Ertesi gün, yani Pazartesi günü Kars'taki son günümüzdü. Hatta son günümüz bile denemez. Zira uçağımız saat 11:15'de hareket edecekti. Uçak saatine kadar, Kars Konsey binasını, sonra da Kars Müzesini, müze bahçesindeki Kazım Karabekir Paşa'nın vagonunu gezdik.

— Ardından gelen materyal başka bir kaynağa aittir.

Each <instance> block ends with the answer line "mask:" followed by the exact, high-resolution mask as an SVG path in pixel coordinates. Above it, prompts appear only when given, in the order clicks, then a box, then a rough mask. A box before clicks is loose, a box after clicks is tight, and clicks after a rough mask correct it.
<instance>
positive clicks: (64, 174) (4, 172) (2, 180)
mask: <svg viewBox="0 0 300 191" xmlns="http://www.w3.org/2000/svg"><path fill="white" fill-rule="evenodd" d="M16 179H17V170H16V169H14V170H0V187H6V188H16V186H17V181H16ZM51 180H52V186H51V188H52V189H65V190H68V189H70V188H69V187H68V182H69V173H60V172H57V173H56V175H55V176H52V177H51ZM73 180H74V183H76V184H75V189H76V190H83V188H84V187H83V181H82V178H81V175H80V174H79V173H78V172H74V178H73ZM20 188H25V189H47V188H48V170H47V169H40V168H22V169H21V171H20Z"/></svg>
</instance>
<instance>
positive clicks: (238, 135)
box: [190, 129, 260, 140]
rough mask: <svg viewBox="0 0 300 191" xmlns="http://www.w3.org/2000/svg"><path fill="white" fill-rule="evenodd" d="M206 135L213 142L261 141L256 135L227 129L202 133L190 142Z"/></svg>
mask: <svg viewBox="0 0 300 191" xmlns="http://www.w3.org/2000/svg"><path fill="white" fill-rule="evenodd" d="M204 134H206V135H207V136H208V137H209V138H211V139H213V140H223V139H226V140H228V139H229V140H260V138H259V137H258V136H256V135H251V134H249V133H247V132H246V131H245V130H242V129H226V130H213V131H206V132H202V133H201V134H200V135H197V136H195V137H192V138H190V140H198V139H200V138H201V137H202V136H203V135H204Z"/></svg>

Havaalanında, beni güzel bir sürpriz bekliyordu. Kars’a gideceğimi söylediğimde, AFSAD’da devam ettiğim fotoğraf atölyesinin hocası İsa Özdemir, A. Kadir Ekinci’nin de Kars’lı olduğunu söyleyerek, gitmeden onun fotoğraflarına mutlaka bakmamı önerdi. http://www.akadirekinci.com adresinden Ekinci’nin fotoğraflarına baktım. Oradaki fotoğrafları yetmedi, belki facebook’ta başka fotoğrafları da vardır diyerek, Kadir Hoca’ya arkadaşlık isteği gönderdim. O da kabul etti sağolsun. Daha önce birbirimizi yüzyüze hiç görmemiştik ama, facebook sağolsun, görmediğin insanı bile tanımanı sağlıyor. Eskiden “yüz aşinalığı” diye bir kavram vardı. Şimdi o “facebook aşinalığı”na döndü. Havaalanında uçuş saatimizi beklerken, Kadir Hoca karşıma çıkıverdi. Facebook fotoğraflarımdan tanımış beni. Ayaküstü keyifli bir sohbet ettik. “Cumartesi günü Çıldır’daki festivalde var mıydınız” diye sordu. Hemen gözlerim Dilek’in gözlerine çevrildi. Dilek çok istemişti, çok söylemişti oraya mutlaka gidelim diye ama program bozulmasın diye gidememiştik. Kadir Hoca, festivalin ne kadar güzel olduğunu, ne kadar renkli, güzel fotoğraflar çektiğini anlatınca, Dilek “Ben size söylemiştim” diyen bakışlarla baktı bana. Sonra da Kadir Hoca’ya şikayet etti. “O kadar dedim, beni dinlemediler” dedi. Haklıydı. Dilek, pişmanım. Ühü. Bir daha bir geziye beraber gidecek olursak, sözünden çıkmayacağım. Sen nereye dersen oraya gideceğim.

Sonuç olarak, serhat şehrimiz Kars’tan çok güzel anılarla döndüm. Tekrar gitmeyi isteyecek kadar çok sevdim. Oranın baharı da çok güzel olurmuş. Belki baharda tekrar giderim. Belli mi olur. =)

4 yorum:

  1. Beyaz Büyü.pek güzel peeeekkk..
    kıskandım mı?
    ben mi
    yok caaaanııım
    (yalana bak eheh :P)

    YanıtlaSil
  2. Merhaba çok güzel içerik çok faydalı ve güzel. Makalenizi beğendim. Sitenizin insanlara faydalı olduğunu düşünüyorum. Web sitenizin beklenen ilgiyi göreceği kanısındayım.

    İyi çalışmalar.

    Web Tasarım Firma Sitesi site satın al siteler mobilya

    YanıtlaSil
  3. Teşekkür ederim Ali Bey. Beğendiğinize ve yararlı bulmanıza sevindim. Selamlar. İyi çalışmalar size de.